Menteri Keuangan sekaligus Pelaksana Jabatan Menteri Koordinator Perekonomian Sri Mulyani Indrawati
mengungkapkan hal itu di tengah pertemuan menteri keuangan dan gubernur bank sentral negaranegara kelompok 20 (G-20) di Sao Paulo, Brasil, Senin (10/11).
Indonesia menyampaikan beberapa usulan yang mendapatkan persetujuan dari anggota G-20 lain.
Usulan itu kemudian masuk dalam komunike bersama G-20.
Pertama, Indonesia mengusulkan pendefinisian krisis yang terjadi saat ini sebagai krisis yang
menyebabkan tidak berfungsinya pasar ekuitas dan kredit internasional. Kondisi itu diperparah adanya
tren aliran modal masuk (capital inflow) ke negara maju.
”Akibatnya, negara-negara berkembang mengalami ketidakadilan karena, walaupun mereka sudah
memiliki fundamental ekonomi dan kerangka kebijakan yang baik, tetap saja terkena imbas krisis
keuangan. Itu bukan kesalahan mereka,” ujar Sri Mulyani yang menjadi pembicara utama dalam
pertemuan ini bersama Presiden Bank Dunia Robert B Zoellick.
Maka, Indonesia mengusulkan poin kedua, yakni pembentukan mekanisme pendanaan khusus untuk
mendukung pembangunan negara-negara berkembang dalam mengatasi krisis global.
Krisis keuangan yang bermula di Amerika Serikat mulai berdampak ke negara berkembang, terutama
setelah Presiden George W Bush memutuskan menalangi lembaga keuangan yang kolaps senilai 700
miliar dollar AS. Celakanya, sumber dana yang digunakan adalah hasil penerbitan obligasi negara AS.
Akibatnya, sebagian besar dollar AS akan tersedot ke Amerika.
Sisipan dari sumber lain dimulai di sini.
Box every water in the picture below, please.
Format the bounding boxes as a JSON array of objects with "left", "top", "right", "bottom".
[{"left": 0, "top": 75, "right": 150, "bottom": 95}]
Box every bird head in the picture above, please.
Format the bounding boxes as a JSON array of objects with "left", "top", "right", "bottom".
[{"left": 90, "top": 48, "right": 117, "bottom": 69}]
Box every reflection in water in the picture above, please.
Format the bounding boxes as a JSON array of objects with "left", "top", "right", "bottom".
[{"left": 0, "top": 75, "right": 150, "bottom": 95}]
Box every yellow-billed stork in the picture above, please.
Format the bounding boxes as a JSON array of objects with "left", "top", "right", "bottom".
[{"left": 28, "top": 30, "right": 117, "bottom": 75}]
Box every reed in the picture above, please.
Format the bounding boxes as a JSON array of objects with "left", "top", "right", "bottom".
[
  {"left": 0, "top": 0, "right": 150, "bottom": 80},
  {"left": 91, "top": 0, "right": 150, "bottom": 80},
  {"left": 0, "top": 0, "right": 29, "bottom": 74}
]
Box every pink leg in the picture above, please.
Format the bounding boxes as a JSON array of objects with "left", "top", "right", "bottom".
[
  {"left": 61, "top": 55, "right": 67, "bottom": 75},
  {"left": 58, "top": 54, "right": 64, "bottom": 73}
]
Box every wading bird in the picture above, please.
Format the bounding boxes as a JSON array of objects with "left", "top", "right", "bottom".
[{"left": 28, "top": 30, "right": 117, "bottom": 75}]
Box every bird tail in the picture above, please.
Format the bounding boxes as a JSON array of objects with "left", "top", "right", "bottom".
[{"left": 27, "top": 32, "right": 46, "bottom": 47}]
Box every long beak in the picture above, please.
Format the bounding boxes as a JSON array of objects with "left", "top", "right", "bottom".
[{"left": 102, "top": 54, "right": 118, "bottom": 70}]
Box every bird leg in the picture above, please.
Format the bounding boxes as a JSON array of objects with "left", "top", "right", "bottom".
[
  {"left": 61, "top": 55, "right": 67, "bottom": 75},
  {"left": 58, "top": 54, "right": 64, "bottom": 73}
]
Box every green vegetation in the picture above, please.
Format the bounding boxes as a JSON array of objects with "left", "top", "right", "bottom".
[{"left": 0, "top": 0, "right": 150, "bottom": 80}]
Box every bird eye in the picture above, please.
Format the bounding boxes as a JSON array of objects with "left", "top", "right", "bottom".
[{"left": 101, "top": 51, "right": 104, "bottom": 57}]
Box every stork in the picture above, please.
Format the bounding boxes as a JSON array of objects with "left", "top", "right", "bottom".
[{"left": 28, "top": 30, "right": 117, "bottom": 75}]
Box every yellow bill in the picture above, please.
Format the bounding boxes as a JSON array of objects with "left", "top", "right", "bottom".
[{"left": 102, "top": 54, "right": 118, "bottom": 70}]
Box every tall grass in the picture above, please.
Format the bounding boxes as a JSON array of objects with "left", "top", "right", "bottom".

Negara seperti Indonesia yang juga
kerap mencari dana pembangunan dari penerbitan surat utang global akan terkena dampak berupa
peningkatan biaya imbal hasil dan tidak adanya pembeli yang mau mengambil obligasi itu.
Tokyo
Seiring dengan imbauan Menkeu di Sao Paolo, Dirjen Pengelolaan Utang Departemen Keuangan
Rahmat Waluyanto mulai mendekati empat lembaga yang paling menentukan dalam pencairan dana
pinjaman murah di Jepang. Ini dilakukan agar Indonesia mendapatkan skema pinjaman lunak untuk
membiayai APBN dalam kondisi krisis.
”Kami akan bertemu JFC (Japan Finance Corporation), JICA (Japan International Cooperation Agency),
MOF (departemen keuangan), dan MOFA (departemen luar negeri) Jepang. Untuk mendapatkan
pinjaman,” ujar Rahmat.
Jumlah dan persyaratan pinjaman khusus krisis yang akan diperoleh Indonesia akan sangat tergantung
dari hasil pembicaraan awal dengan keempat lembaga tersebut.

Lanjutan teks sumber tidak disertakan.